Concerns also have been raised about safety for women with breast cancer undergoing ovarian stimulation before treatment. Again, said Schover, although she would like to see larger studies with longer follow-up, current research has not suggested an association between assisted reproductive technology and cancer recurrence.

She added that there are IVF protocols which minimize estrogen exposure: for example, combining letrozole with follicle-stimulating hormone, or adding a GnRH agonist to trigger ovulation.
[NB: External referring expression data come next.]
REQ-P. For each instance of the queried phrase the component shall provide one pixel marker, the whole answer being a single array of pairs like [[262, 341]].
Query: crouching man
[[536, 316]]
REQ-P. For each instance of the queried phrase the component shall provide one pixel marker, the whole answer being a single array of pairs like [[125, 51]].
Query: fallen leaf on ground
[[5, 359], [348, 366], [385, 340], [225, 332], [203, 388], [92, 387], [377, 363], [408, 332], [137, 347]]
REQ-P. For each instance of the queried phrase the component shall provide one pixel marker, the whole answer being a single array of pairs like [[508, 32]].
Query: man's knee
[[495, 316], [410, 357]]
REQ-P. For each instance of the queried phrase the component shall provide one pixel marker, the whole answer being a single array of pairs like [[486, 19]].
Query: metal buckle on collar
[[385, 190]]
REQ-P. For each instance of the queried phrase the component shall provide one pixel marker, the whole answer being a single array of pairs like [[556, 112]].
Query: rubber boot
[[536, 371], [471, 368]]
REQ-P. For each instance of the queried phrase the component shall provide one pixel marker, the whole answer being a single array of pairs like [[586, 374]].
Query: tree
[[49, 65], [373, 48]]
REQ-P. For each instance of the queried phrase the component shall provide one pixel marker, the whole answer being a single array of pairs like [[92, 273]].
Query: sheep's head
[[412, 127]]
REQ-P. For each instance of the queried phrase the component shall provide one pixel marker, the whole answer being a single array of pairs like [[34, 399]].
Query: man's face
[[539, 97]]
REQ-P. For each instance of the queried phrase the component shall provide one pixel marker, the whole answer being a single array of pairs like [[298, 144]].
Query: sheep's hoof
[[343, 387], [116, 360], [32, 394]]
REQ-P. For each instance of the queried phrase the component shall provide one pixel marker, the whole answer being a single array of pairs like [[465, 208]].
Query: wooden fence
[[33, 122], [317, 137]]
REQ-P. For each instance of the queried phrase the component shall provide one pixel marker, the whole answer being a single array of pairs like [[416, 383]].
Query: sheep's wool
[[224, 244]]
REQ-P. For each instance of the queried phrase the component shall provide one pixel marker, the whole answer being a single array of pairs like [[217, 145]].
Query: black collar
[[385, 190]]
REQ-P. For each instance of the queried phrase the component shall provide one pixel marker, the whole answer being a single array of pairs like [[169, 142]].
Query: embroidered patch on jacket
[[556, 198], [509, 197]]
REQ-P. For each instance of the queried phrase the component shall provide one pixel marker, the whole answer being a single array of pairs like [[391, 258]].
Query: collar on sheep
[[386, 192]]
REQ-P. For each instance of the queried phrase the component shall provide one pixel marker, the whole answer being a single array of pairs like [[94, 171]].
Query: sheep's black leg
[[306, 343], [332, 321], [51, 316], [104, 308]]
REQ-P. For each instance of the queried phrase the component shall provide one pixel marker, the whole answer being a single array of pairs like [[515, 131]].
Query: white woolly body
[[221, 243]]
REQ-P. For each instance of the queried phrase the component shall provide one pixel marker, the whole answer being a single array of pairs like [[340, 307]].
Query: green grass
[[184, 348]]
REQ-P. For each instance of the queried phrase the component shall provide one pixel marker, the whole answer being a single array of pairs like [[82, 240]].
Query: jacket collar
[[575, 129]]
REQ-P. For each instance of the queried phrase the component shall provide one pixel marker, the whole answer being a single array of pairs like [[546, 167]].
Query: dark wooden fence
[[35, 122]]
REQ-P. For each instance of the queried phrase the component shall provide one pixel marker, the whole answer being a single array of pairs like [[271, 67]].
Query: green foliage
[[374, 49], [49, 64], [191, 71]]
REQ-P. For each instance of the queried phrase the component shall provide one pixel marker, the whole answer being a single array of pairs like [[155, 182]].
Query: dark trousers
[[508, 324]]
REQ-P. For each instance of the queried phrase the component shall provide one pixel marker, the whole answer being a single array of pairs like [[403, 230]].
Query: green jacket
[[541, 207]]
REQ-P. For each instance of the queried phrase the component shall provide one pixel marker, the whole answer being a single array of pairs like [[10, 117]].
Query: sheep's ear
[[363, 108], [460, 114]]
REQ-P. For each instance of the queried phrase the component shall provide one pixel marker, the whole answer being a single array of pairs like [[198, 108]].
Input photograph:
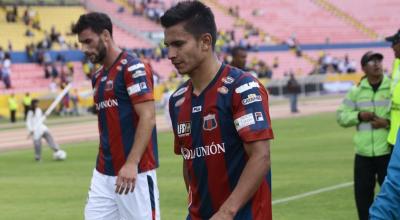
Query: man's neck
[[204, 74], [375, 80], [111, 56]]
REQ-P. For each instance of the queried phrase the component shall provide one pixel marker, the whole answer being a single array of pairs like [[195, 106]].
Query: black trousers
[[368, 170]]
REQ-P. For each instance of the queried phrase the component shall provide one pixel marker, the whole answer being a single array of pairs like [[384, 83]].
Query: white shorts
[[104, 203]]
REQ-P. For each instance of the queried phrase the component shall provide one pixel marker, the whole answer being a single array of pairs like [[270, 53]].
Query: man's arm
[[255, 170], [127, 175], [185, 175], [387, 202]]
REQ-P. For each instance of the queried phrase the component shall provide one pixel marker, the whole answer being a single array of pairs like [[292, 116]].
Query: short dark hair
[[96, 21], [236, 49], [198, 19]]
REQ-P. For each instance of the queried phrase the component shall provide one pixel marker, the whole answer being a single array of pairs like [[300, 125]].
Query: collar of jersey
[[216, 77]]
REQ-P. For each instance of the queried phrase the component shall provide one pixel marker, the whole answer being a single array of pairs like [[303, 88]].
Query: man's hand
[[378, 122], [126, 179], [223, 214], [366, 116]]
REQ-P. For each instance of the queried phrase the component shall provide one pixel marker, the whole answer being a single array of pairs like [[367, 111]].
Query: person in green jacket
[[395, 88], [367, 106]]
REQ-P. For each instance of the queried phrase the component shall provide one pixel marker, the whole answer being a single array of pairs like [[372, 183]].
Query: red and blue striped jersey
[[210, 131], [116, 90]]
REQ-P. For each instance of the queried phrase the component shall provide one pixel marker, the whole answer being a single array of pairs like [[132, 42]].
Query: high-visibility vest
[[395, 111], [27, 100]]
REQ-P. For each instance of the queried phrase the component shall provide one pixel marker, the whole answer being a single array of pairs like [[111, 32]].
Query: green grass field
[[308, 153]]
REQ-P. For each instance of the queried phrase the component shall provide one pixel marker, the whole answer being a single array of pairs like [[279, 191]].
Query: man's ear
[[206, 42], [106, 35]]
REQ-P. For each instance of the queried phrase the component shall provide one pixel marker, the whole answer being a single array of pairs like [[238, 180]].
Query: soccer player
[[38, 130], [124, 183], [220, 121]]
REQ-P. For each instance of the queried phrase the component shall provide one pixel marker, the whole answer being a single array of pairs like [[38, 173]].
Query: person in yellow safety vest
[[27, 104], [12, 106], [395, 88]]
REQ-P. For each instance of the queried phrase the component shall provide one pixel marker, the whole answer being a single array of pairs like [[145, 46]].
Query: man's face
[[92, 45], [373, 67], [396, 49], [184, 50], [239, 60]]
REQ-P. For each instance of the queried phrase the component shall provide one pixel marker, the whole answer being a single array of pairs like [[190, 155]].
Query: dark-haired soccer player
[[124, 183], [220, 120]]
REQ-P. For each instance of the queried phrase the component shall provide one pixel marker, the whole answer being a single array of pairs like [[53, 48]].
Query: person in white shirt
[[38, 130]]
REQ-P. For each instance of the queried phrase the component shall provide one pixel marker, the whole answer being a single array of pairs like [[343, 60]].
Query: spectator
[[293, 89], [75, 102], [13, 107], [275, 63], [6, 70], [27, 101], [2, 54], [367, 106], [263, 70]]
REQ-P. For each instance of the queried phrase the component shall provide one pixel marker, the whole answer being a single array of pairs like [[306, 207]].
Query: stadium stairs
[[335, 11], [379, 16], [301, 64]]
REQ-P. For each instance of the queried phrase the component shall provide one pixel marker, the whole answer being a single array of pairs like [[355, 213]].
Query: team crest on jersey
[[184, 129], [180, 92], [196, 109], [244, 121], [228, 80], [259, 116], [247, 86], [109, 85], [138, 73], [143, 85], [209, 122], [179, 102], [135, 67], [251, 98], [223, 90]]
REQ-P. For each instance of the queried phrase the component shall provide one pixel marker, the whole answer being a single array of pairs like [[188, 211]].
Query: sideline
[[318, 191]]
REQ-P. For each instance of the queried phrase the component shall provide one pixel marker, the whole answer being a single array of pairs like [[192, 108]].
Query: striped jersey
[[210, 131], [116, 90]]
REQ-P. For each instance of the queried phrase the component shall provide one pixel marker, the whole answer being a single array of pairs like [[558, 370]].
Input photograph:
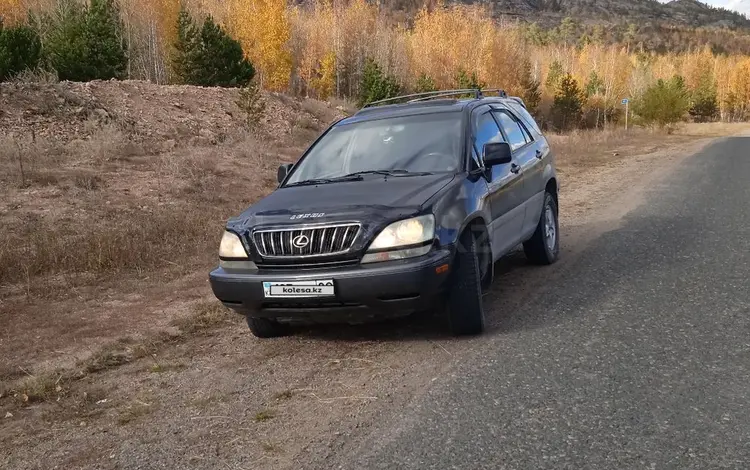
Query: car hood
[[365, 201]]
Such methods, she said, also “make it less likely that these young fertile women will go into ovarian hyperstimulation and a medical crisis that could delay their chemotherapy.” Ovarian stimulation cycles can now be initiated anytime in the menstrual cycle, Shover noted, and many women are able to have two cycles before beginning their cancer treatment.
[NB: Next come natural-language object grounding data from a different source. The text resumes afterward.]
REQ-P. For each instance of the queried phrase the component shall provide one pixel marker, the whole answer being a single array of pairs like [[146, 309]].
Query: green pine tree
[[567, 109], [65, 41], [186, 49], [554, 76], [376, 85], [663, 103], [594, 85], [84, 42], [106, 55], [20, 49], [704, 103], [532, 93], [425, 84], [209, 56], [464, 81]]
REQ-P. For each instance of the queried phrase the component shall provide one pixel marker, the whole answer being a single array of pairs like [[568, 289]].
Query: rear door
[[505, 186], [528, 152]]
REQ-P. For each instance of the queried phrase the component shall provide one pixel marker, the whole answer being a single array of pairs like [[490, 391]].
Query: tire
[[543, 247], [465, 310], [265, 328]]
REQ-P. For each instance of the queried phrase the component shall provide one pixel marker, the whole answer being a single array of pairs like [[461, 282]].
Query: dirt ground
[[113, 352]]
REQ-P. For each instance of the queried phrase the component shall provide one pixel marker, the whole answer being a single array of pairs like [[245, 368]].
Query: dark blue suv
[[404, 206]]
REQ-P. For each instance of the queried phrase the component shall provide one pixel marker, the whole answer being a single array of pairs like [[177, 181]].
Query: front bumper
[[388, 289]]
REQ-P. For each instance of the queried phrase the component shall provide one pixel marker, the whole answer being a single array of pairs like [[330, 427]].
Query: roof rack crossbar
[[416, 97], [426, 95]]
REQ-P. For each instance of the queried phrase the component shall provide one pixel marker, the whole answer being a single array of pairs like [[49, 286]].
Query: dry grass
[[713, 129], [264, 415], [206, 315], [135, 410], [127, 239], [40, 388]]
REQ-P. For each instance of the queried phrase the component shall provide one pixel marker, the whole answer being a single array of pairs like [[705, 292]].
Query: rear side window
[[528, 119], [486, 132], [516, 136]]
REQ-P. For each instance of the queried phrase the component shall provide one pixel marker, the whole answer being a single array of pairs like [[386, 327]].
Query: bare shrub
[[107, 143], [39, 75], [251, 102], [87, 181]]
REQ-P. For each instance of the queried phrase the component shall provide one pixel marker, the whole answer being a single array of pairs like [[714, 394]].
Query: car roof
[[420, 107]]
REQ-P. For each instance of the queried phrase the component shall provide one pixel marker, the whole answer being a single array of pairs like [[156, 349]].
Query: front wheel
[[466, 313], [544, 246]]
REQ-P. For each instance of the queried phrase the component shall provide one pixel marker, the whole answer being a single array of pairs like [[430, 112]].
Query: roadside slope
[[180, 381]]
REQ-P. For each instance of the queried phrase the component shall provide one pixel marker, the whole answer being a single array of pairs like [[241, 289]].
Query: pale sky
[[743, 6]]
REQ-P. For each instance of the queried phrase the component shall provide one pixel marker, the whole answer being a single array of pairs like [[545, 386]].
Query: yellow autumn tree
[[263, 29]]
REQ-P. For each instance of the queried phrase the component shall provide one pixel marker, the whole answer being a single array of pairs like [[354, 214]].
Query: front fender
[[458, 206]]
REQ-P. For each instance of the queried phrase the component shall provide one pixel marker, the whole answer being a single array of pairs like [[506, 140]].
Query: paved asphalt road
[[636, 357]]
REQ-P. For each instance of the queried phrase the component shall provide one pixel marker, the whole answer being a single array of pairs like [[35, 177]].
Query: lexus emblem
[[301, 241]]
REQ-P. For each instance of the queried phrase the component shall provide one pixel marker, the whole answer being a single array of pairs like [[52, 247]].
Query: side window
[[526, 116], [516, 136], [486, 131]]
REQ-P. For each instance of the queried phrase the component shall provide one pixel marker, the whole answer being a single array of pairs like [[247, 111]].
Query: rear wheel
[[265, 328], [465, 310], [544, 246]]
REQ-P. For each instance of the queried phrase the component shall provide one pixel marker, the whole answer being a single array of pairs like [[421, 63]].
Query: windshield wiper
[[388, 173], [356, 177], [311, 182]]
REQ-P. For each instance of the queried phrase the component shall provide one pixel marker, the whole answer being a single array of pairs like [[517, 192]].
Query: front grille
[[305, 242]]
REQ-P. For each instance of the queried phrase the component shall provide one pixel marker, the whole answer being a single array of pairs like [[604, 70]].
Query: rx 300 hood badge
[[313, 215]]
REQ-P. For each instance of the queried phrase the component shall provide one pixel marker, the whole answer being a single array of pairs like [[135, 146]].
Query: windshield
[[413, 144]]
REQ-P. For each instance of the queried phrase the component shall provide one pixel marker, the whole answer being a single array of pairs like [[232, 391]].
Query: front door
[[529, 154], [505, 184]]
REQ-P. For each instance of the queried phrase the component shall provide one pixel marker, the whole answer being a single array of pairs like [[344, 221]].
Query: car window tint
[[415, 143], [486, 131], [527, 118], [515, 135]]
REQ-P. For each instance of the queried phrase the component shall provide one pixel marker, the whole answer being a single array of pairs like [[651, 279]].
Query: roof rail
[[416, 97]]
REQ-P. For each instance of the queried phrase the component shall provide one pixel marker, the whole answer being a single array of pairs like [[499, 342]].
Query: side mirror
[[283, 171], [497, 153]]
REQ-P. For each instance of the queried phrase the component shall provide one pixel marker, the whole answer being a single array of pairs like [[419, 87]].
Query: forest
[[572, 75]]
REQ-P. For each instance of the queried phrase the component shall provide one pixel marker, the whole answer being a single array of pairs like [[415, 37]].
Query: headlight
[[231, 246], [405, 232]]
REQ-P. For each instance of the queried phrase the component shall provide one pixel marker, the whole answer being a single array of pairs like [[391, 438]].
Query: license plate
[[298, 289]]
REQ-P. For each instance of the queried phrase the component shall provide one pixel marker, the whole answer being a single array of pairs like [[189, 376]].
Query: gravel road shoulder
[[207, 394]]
As a result, she recommends that referrals to reproductive endocrinology and infertility (REI) specialists be made early for women considering FP.

“Even if you’re not sure yet what her treatment plan is going to be, the earlier she knows her options and can consider them, the more she will be able to complete a couple of cycles and preserve more eggs or embryos,” said Schover.

Avoiding “Decision Regret”

Surveys show that less than 50% of oncologists routinely refer women for fertility preservation.1,2 Schover urged practitioners to make the time to discuss FP options, despite the barriers to such consultations which researchers have identified, including a lack of time in a busy clinic, lack of knowledge about the options, and not having an easy way to refer patients for consultation, as well as a reluctance by some oncologists to mention FP to certain women, for example, those who already have children, those with a poor prognosis, or those who the provider feels will have difficulty affording it.

Nevertheless, initiating FP discussions will lower the likelihood of women experiencing “decision regret” and help to alleviate emotional distress, said Schover, citing her 2012 study of 240 women surveyed 10 years after cancer, 77 of whom had been unable to fulfill their wish for a child and who were significantly more distressed than other survivors.3 In another study of 560 women at risk of infertility, researchers found significant emotional benefits were derived from having an FP consultation and proceeding with FP, though the numbers were small: only 5% (n = 45) consulted with a fertility specialist and 4% (n = 36) proceeded with FP.4

Clinicians need to be mindful of the need for patients to make rapid decisions about FP at an already stressful time for them, but it’s important to at least bring up the issue and engage oncology team members in counseling and/or refer women directly to an REI specialist. Optimally, Schover said, this would entail having multidisciplinary care available on site—including a nurse practitioner or physician assistant in the clinic who can help to identify FP risks and refer patients for counseling—along with a referral network that includes trained mental health professionals and genetic counselors.

“This is a long-term issue that has a real impact on women’s lives,” stressed Schover. “Having the opportunity to consider the choice is something many women feel grateful for—even if they decide it’s not for them.”

References

  • Forman EJ, Anders CK, Behera MA. A nationwide survey of oncologists regarding treatment-related infertility and fertility perseveration in female cancer patients. Fertil Steril. 2010;94(5):1652- 1656.
  • Quinn GP, Vadaparampil ST, Lee JH, et al. Physician referral for fertility preservation in oncology patients: a national study of practice behaviors. J Clin Oncol. 2009;27(35):5952-5957.
  • Canada AL, Schover LR. The psychosocial impact of interrupted childbearing in long-term female cancer survivors. Psychooncology. 2012;21(2):134-143.
  • Letourneau JM, Ebbel EE, Katz PP, et al. Pretreatment fertility counseling and fertility preservation improve quality of life in reproductive age women with cancer. Cancer. 2012;118(6):1710-1717.